Figure 3. Correlation between changes in BALP activity (%) during the first year of rhGH therapy and height velocity (cm/year) in the first year of therapy
BALP – bone alkaline phosphatase, HV – height velocity, rhGH - recombinant human growth hormone
Correlations of ALP and BALP activity with IGF-1 concentration and doses of rhGH
Baseline ALP activity correlated significantly with baseline IGF-1 levels (R = 0.37, p < 0.05 for the whole group; R = 0.55, p < 0.05 for the pubertal subgroup) – this correlation was not found in the prepubertal subgroup. Baseline BALP values did not correlate with baseline IGF-1 values.
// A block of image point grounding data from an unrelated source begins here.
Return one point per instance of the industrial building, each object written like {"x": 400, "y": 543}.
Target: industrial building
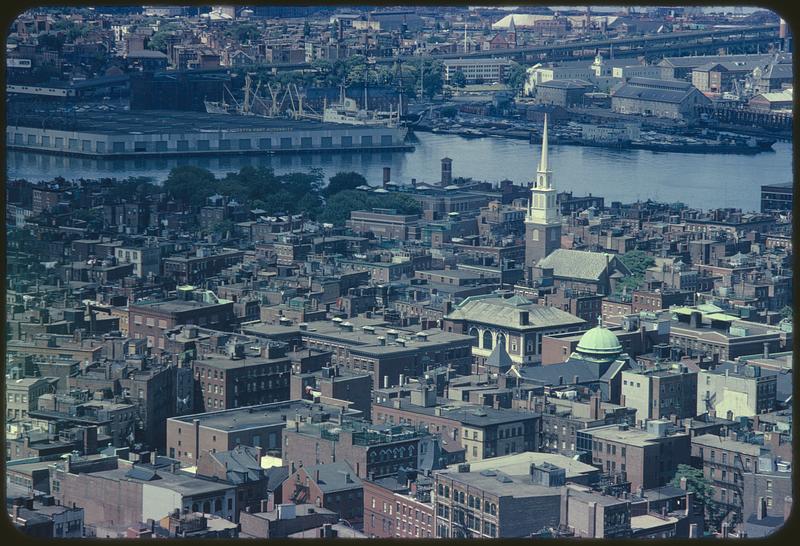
{"x": 167, "y": 133}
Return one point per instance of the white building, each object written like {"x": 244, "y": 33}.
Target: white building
{"x": 478, "y": 70}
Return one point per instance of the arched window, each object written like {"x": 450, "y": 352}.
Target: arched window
{"x": 487, "y": 340}
{"x": 473, "y": 332}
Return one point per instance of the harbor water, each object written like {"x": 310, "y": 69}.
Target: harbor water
{"x": 699, "y": 180}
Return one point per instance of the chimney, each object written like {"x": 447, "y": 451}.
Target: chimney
{"x": 761, "y": 508}
{"x": 689, "y": 504}
{"x": 594, "y": 406}
{"x": 448, "y": 307}
{"x": 447, "y": 171}
{"x": 592, "y": 508}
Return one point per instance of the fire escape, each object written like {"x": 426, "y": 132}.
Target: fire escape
{"x": 300, "y": 495}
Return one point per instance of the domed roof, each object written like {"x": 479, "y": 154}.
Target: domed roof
{"x": 599, "y": 341}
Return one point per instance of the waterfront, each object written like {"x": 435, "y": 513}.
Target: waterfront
{"x": 700, "y": 180}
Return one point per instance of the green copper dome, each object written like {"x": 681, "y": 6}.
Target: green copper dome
{"x": 599, "y": 341}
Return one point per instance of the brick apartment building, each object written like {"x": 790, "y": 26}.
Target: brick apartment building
{"x": 365, "y": 345}
{"x": 507, "y": 497}
{"x": 255, "y": 426}
{"x": 660, "y": 392}
{"x": 241, "y": 379}
{"x": 333, "y": 382}
{"x": 646, "y": 458}
{"x": 373, "y": 451}
{"x": 334, "y": 486}
{"x": 399, "y": 506}
{"x": 483, "y": 432}
{"x": 151, "y": 321}
{"x": 194, "y": 269}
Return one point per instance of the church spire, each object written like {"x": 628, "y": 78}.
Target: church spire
{"x": 542, "y": 207}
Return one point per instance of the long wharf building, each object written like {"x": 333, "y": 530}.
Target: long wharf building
{"x": 169, "y": 133}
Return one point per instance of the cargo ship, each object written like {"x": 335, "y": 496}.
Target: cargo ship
{"x": 288, "y": 104}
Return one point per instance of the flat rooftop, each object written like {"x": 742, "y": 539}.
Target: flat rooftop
{"x": 175, "y": 306}
{"x": 519, "y": 464}
{"x": 260, "y": 416}
{"x": 633, "y": 436}
{"x": 158, "y": 122}
{"x": 468, "y": 414}
{"x": 719, "y": 442}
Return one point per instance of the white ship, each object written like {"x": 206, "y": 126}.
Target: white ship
{"x": 289, "y": 104}
{"x": 346, "y": 111}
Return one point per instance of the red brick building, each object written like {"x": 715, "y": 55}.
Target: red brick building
{"x": 398, "y": 507}
{"x": 370, "y": 450}
{"x": 334, "y": 486}
{"x": 150, "y": 321}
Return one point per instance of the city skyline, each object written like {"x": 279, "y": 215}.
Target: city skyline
{"x": 408, "y": 272}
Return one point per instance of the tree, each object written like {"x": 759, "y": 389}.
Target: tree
{"x": 338, "y": 208}
{"x": 516, "y": 78}
{"x": 190, "y": 185}
{"x": 637, "y": 261}
{"x": 459, "y": 79}
{"x": 344, "y": 181}
{"x": 703, "y": 491}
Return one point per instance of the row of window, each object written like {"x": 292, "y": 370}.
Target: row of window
{"x": 85, "y": 145}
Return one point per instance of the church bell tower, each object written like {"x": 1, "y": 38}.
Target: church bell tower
{"x": 543, "y": 219}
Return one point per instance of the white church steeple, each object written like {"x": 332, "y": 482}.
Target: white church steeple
{"x": 542, "y": 208}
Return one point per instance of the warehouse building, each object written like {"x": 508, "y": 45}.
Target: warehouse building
{"x": 658, "y": 98}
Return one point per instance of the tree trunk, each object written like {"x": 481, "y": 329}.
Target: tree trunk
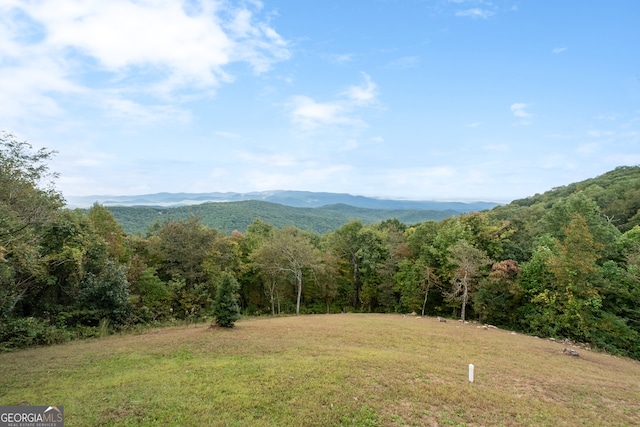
{"x": 465, "y": 295}
{"x": 299, "y": 280}
{"x": 424, "y": 304}
{"x": 356, "y": 287}
{"x": 271, "y": 296}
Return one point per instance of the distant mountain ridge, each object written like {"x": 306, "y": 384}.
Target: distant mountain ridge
{"x": 299, "y": 199}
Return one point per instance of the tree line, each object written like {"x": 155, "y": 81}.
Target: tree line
{"x": 565, "y": 264}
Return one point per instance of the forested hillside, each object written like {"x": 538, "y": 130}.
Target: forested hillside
{"x": 564, "y": 264}
{"x": 230, "y": 216}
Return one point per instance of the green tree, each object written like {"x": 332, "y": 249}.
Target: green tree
{"x": 468, "y": 263}
{"x": 288, "y": 253}
{"x": 225, "y": 306}
{"x": 361, "y": 250}
{"x": 499, "y": 297}
{"x": 28, "y": 201}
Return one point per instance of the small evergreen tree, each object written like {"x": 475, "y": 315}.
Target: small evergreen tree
{"x": 225, "y": 307}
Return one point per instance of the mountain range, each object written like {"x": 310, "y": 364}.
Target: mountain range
{"x": 298, "y": 199}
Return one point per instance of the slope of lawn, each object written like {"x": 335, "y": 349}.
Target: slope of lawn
{"x": 344, "y": 369}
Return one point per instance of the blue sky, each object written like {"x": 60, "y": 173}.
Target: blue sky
{"x": 421, "y": 99}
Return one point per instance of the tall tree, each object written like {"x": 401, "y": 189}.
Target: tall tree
{"x": 225, "y": 306}
{"x": 28, "y": 201}
{"x": 288, "y": 252}
{"x": 468, "y": 263}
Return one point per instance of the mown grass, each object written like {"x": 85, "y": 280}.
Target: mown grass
{"x": 324, "y": 370}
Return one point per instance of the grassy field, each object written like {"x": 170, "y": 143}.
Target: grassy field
{"x": 325, "y": 370}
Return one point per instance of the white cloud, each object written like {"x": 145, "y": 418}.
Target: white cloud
{"x": 519, "y": 110}
{"x": 364, "y": 94}
{"x": 309, "y": 114}
{"x": 475, "y": 13}
{"x": 276, "y": 159}
{"x": 624, "y": 159}
{"x": 496, "y": 147}
{"x": 146, "y": 47}
{"x": 341, "y": 58}
{"x": 588, "y": 148}
{"x": 600, "y": 134}
{"x": 227, "y": 135}
{"x": 404, "y": 62}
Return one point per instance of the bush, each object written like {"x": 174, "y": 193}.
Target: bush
{"x": 225, "y": 307}
{"x": 24, "y": 332}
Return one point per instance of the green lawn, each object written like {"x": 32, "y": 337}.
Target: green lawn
{"x": 323, "y": 370}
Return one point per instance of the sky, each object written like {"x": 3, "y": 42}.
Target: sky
{"x": 490, "y": 100}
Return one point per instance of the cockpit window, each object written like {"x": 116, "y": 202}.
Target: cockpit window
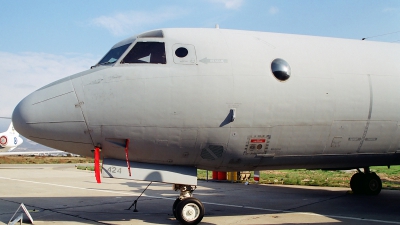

We also found that changes in ALP activity during the first 6 months of rhGH therapy (ALP at 6 months – ALP at baseline) correlated significantly with the changes in IGF-1 concentrations in the first year of therapy (IGF-1 at 12 months – IGF-1 at baseline) (R = 0.34, p < 0.05 Fig. 4) in the whole group. BALP activity measured after 12 months of rhGH therapy correlated significantly with doses of rhGH in the first year of treatment, especially in the pubertal subgroup (R = 0.37, p < 0.05 for the whole group; R = 0.73, p < 0.05 for the pubertal subgroup) – this correlation was not found in the prepubertal subgroup.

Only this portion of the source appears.